Après avoir terminé de soigner Zhin, je me suis dirigée vers elle et ai mis mes mains sur les siennes.
"Je ne sais pas ce que tu as fait, Anne. Ai-je commencé en me mettant à la soigner à son tour, bien que j'avais très peur de ce qu'elle allait me dire.
Mais tu l'as fait pour survivre, tu n'as pas à t'en vouloir. Continuais-je avec la sensation que quelque chose de grave était sur le point de se produire.
-Même si ... À cause de moi ..." A-t-elle bégayé sans qu'Anne n'ait le temps d'expliquer la suite.

C'est là que j'ai craché du sang par la bouche.
J'ai posé mes mains sur ma poitrine, comme si mon cœur venait d'être transpercé.
La douleur était si forte que je me sentais mourir.
En baissant la tête au niveau de mes mains, malgré ma respiration qui venait subitement de s'arrêter, je n'avais rien.
Personne ne m'avait fait quoi que ce soit, je n'étais ni blessée, ni attaquée.
Mais je me sentais mourir comme s'il venait de m'arriver quelque chose d'improbable.
C'est là que je suis tombée dans les bras d'Anne, commençant à perdre connaissance.
Je me battais de toutes mes forces pour rester éveillée, et bien que j'étais dans les bras réconfortants de ma meilleure amie, mes yeux se fermaient d'eux-mêmes.
J'étais perdue face à l'incompréhension de ce qu'il y avait et heureusement qu'Anne était très rapide car une fois arrivée à la surface, en entendant É'Synthia qui se demandait ce qu'il y avait, j'ai perdu connaissance.

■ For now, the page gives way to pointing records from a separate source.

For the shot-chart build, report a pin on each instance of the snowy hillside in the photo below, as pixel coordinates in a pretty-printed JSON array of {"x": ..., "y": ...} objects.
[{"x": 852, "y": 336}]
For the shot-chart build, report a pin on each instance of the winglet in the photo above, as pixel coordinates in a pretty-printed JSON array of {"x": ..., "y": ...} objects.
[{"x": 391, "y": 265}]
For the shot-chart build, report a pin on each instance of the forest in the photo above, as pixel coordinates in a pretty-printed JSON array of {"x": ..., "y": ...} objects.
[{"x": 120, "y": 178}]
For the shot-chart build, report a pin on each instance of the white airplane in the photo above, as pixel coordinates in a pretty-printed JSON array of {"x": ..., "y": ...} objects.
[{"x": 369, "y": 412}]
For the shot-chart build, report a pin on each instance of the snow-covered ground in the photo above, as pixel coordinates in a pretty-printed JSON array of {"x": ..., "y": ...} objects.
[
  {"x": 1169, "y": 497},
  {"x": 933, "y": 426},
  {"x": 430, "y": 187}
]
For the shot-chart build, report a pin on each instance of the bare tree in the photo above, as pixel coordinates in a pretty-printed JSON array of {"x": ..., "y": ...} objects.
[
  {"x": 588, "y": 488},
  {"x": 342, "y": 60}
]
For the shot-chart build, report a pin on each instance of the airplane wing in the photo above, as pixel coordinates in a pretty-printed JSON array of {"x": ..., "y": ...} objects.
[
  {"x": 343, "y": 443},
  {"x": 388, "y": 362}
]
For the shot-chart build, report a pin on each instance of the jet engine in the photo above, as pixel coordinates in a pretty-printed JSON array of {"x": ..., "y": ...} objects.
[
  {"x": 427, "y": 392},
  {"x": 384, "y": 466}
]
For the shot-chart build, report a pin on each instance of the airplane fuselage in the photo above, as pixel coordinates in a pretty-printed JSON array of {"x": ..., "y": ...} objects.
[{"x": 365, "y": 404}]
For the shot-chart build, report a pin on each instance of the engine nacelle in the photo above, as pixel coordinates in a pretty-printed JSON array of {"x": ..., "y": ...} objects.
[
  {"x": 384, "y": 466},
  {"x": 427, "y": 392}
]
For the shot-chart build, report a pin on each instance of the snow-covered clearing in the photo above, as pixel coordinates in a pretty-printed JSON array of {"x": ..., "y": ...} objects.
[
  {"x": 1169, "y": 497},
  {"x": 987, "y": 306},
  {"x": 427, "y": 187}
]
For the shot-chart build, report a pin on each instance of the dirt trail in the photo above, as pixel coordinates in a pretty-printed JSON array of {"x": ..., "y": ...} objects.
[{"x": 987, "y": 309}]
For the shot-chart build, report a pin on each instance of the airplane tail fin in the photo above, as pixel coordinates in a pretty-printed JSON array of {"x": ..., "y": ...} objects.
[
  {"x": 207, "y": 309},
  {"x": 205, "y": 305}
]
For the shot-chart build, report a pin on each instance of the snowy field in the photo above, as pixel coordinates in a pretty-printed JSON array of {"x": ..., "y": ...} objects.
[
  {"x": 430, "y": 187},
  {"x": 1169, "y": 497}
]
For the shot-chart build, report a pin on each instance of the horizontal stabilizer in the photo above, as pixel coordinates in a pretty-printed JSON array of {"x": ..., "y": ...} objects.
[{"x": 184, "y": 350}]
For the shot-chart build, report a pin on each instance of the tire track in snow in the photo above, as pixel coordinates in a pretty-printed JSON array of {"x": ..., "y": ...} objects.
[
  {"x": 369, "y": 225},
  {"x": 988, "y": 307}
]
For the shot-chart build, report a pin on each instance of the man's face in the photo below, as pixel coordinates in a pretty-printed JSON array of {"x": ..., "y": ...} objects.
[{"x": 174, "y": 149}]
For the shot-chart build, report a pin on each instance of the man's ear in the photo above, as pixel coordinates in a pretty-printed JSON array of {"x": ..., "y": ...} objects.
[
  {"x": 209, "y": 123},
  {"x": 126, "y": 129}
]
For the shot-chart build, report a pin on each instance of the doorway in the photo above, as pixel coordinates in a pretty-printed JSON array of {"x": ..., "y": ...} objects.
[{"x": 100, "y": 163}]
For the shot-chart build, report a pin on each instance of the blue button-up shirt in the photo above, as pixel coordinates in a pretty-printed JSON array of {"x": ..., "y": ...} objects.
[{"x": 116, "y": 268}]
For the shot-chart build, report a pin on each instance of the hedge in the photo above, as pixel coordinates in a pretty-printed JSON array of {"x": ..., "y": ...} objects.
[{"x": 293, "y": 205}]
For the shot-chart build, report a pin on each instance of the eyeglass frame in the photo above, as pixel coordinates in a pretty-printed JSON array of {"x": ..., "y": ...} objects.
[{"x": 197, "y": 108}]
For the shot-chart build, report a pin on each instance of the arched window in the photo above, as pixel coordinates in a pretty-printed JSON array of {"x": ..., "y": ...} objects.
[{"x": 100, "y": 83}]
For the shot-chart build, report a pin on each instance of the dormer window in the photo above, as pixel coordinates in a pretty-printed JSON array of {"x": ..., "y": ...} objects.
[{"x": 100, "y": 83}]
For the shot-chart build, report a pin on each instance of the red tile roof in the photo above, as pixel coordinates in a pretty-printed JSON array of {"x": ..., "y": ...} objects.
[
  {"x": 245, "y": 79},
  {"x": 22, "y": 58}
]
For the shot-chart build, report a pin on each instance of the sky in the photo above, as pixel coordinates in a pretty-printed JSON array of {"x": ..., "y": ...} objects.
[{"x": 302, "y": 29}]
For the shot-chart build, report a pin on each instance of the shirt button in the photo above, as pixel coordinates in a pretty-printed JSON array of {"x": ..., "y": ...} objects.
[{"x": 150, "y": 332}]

Je suis revenue à moi lorsque je me suis sentie tomber dans le vide.
En ouvrant les yeux, j'ai vu que la générale me portant sur son dos et une drôle d'odeur de fumée et de cendres parvenait jusqu'à mes narines.
J'entendais des cris de tous nos soldats, qui ont commencé à courir vers l'avant.
En regardant devant moi, je me suis remise debout et à peine l'avais-je fait, que je suis tombée à genoux.
De mes mains devant ma bouche et pleurant sans pouvoir m'arrêter, ce qui devait être un jour joyeux grâce aux retrouvailles avec mes camarades, était devenu l'un des pires jours de ma vie.
Ernistère était en feu, des citoyens par centaines étaient morts et au fond de moi, cette immense douleur que j'avais, ne pouvait être qu'une seule chose ...

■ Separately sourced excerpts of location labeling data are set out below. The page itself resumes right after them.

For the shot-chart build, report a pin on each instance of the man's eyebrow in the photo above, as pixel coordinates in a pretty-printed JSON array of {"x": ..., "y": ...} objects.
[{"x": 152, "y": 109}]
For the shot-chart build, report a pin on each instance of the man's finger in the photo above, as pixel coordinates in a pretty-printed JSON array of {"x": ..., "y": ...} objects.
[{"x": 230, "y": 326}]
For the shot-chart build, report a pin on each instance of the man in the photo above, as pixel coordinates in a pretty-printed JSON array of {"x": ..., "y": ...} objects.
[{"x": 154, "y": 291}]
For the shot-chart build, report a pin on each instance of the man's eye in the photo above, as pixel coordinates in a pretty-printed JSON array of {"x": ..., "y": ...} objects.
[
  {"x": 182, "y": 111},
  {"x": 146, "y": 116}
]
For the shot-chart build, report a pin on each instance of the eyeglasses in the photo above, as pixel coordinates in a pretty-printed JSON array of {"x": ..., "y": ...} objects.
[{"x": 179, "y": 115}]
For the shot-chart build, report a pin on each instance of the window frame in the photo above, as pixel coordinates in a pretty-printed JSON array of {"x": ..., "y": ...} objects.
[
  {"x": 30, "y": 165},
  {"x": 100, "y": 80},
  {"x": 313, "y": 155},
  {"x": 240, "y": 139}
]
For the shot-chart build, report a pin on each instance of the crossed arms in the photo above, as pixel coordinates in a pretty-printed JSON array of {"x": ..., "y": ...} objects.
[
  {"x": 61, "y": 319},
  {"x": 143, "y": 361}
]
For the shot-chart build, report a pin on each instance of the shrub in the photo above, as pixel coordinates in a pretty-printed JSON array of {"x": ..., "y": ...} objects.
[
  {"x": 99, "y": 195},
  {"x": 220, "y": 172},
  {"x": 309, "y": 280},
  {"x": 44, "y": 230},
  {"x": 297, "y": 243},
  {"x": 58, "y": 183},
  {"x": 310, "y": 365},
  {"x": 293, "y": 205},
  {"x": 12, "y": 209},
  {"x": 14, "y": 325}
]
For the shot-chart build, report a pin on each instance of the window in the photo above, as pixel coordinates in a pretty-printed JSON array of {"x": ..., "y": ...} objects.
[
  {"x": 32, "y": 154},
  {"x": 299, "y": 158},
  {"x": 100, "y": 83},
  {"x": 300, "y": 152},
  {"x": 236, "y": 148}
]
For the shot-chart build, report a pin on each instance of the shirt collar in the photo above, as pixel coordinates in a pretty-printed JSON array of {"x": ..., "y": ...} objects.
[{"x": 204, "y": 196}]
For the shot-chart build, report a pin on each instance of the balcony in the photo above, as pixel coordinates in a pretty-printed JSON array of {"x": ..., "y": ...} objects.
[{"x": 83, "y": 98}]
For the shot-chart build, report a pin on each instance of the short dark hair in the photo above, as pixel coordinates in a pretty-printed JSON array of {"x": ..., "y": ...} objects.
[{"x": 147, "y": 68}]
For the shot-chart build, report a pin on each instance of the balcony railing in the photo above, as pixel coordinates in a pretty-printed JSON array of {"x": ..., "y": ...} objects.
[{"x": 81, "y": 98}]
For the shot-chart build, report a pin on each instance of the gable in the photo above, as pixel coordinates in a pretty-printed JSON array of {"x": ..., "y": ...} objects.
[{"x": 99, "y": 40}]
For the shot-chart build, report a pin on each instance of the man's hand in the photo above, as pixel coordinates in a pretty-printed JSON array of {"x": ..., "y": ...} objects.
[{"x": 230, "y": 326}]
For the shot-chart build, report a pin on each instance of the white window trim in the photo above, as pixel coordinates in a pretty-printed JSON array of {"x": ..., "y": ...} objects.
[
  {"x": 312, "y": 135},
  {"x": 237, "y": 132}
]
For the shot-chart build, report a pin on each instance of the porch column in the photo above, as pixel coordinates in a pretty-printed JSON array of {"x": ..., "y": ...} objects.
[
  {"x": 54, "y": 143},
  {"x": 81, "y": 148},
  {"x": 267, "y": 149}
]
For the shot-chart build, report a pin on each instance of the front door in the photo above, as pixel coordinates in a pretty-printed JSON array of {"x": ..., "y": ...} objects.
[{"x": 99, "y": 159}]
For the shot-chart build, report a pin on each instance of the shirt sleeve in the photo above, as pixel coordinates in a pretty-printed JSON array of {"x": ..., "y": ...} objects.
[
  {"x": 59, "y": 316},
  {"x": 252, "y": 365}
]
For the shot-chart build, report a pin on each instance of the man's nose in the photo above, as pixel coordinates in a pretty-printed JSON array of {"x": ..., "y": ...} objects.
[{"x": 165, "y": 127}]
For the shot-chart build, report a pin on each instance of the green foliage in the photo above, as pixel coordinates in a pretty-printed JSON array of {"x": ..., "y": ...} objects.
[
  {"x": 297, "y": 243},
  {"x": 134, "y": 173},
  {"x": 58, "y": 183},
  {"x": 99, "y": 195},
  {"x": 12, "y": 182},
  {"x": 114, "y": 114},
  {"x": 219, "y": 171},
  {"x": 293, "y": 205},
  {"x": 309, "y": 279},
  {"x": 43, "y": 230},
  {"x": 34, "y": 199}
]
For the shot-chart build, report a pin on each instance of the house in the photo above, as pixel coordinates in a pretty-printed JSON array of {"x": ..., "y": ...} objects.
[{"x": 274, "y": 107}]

Malgré qu'on m'ait demandé de rester en position en attendant le retour des soldats qui venaient de partir, je suis montée sur Heimérid et nous avons été à toute vitesse jusqu'à la capitale.
Aidés de la force du vent grâce à plusieurs esprits venteux, nous allions à une vitesse que jamais je n'avais atteinte, pas même Anne ne pouvait nous suivre.
Des débris de partout, des villageois tués sans vergogne, des maisons en feu, des cris, des pleurs, du désespoir à perte de vue, où notre seul indice était différents écus des Croix inversées, laissés à l'abandon sur le sol ...
Nous sommes très rapidement arrivés jusqu'au château, là où se trouvaient des gardes sans vie sur le sol.
La peur, l'anxiété, la folie de me trouver à nouveau sans famille, seule, je ne pouvais pas supporter l'idée.
Me servant de ma robe noire, Heimérid et moi ne faisions plus qu'un.
De mes tentacules, j'ai poussé les morceaux de pierre, de bois, les portes ou tout ce qui pouvait me gêner sur ma route jusqu'au trône.
En y arrivant, le roi était là, gisant sur le sol.
Avec un énorme trou à la place de son cœur, à l'exact endroit où j'avais eu si mal que je me suis évanouie.

Son corps sans vie se trouvait maintenant dans mes bras et je suis sortie avec lui, pour ne rien cacher au peuple.
"Tu n'avais pas le droit de mourir, Votre Majesté ...
Tu étais comme un père de substitution pour moi ... Tu étais devenue comme un père pour moi ...
Je suis si désolée des difficultés que je t'ai faites traverser ...
Si seulement j'avais été un enfant plus compatissant, peut-être que tout ça ne serait jamais arrivé ..." Voilà les mots que j'aurais aimé pouvoir lui dire, ne serait-ce qu'une dernière fois ...


Tu peux maintenant te reposer auprès du Dieu Iriklanor, en compagnie de la Déesse Estelle.
J'en fais le serment, moi, Andréalle Ernistère, vengerai notre peuple.